李舒迢呆愣着在榻上坐了一整晚,看着明月高悬而后日出东方,日与月的交替唤醒沉睡的万物。
昨夜穆言策说完后便走了,她还是通过元德帝身边的公公知道的他拿着太傅令牌进宫求旨赐婚,还生怕她晚一点知道特地和元德帝一道来的。
她不知道穆言策听到了多少,是包括前面的还是只是最后那句……
看着桌面上和诸多饰品混在一起的手环和簪子,她想过解释的,可是要解释什么?
解释一开始本就带着目的的接近?
李舒迢觉得她可能生病了,好不了的那种,不然明明事情的结果就是她想要的样子,怎么会想吐,胸闷气短呢?
门被一开一合,动静很大,来到她身后却放低了脚步,小心翼翼怕惊着她。
在这个长乐殿中,全部的宫女昨夜都被换了一遍,那些人只要求她活着就行,那这种姿态只能是薛琉璃和章阳了。

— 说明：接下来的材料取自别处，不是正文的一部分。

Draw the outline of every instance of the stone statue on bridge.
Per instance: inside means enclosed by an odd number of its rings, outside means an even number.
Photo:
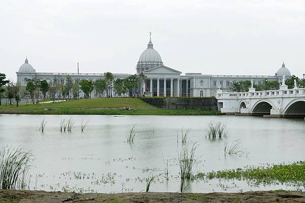
[[[285,85],[285,75],[283,75],[283,79],[282,80],[282,85]]]

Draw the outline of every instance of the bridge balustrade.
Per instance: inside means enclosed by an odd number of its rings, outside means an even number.
[[[216,98],[219,99],[237,99],[238,98],[259,97],[282,97],[296,96],[305,96],[305,88],[297,89],[276,90],[255,92],[246,92],[240,93],[222,92],[218,91]]]

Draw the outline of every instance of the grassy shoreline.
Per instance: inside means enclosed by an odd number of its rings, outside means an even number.
[[[0,203],[64,202],[301,202],[305,193],[290,191],[180,193],[133,192],[106,194],[0,190]]]
[[[138,98],[98,98],[54,103],[0,106],[0,114],[88,115],[220,115],[217,110],[167,109],[154,107]]]

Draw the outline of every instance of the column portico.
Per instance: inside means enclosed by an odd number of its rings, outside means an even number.
[[[187,79],[187,97],[189,97],[189,79]]]
[[[180,79],[177,78],[177,97],[180,97]]]
[[[164,90],[163,90],[163,97],[166,97],[166,78],[164,78]]]
[[[173,97],[173,78],[170,78],[170,96]]]
[[[160,96],[160,78],[157,78],[157,96]]]

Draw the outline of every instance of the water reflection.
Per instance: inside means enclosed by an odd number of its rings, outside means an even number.
[[[72,132],[60,133],[60,120],[70,118],[76,121]],[[39,129],[44,118],[48,123],[42,134]],[[90,122],[82,133],[83,119]],[[211,121],[226,123],[230,138],[241,139],[242,148],[251,152],[249,156],[225,156],[223,139],[205,138],[205,129]],[[134,125],[138,132],[134,142],[129,144],[126,136]],[[152,184],[150,191],[179,191],[177,158],[182,144],[179,137],[177,141],[177,133],[182,128],[191,129],[189,143],[198,141],[199,144],[196,152],[199,161],[196,171],[295,161],[303,160],[305,154],[304,123],[298,119],[3,114],[0,115],[0,147],[21,145],[33,151],[36,160],[35,167],[30,171],[30,188],[35,187],[34,177],[39,174],[41,177],[38,179],[37,189],[45,190],[73,188],[101,192],[139,192],[145,189],[145,179],[148,176],[163,172],[163,158],[168,156],[169,180],[159,177]],[[84,178],[77,178],[75,175],[79,173],[85,174]],[[107,178],[114,182],[105,180]],[[188,191],[295,189],[293,185],[256,187],[240,180],[212,180],[190,183]]]

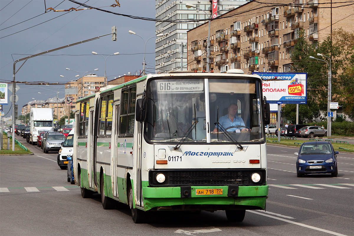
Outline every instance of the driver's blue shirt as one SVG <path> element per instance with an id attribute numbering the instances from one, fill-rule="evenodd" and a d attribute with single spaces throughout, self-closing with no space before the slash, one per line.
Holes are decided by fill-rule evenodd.
<path id="1" fill-rule="evenodd" d="M 229 118 L 229 114 L 227 114 L 225 115 L 222 116 L 219 119 L 219 123 L 225 128 L 230 126 L 233 126 L 236 125 L 245 125 L 245 122 L 241 117 L 239 117 L 236 115 L 235 116 L 234 118 L 234 121 L 232 121 Z M 223 131 L 223 128 L 220 127 L 219 128 L 219 126 L 217 125 L 216 127 L 218 129 L 219 131 Z M 236 129 L 241 129 L 244 128 L 244 127 L 234 127 L 227 130 L 228 131 L 234 131 Z"/>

“来了坐吧,我这边现在没有什么可以招待你们的,”李舒迢没有回头,保持着姿势开口。
身后的两人对视一眼,看着周围的嫁妆,默默地叹了口气。
薛琉璃和章阳一人一边,拿出早起偷偷买来的酱饼,本来是打算在城门口送李舒迢,结果却得到了婚嫁换人的消息。
李舒迢笑着接过,拿起一块就往嘴巴里面塞,她静静地问了句那萧小将军呢?
画面像是停顿了一下,而后还是章阳面无表情地开口说出他们今日在城门口看见的。
一路红妆从盛京皇城到门口,萧荆骑着高头大马在前,身后的轿撵中是李舒妍。
薛琉璃用眼神瞪了他一眼,两人伸手在李舒迢背后打得火热。
这个回答奇怪又不奇怪,合理地解释了昨夜李舒妍的行为和话语,以及皇后会知道那手环和发簪是穆言策送的,她总共就暴露过一次,是在白家人的提刑司,看样子是皇后与白贵妃的交易。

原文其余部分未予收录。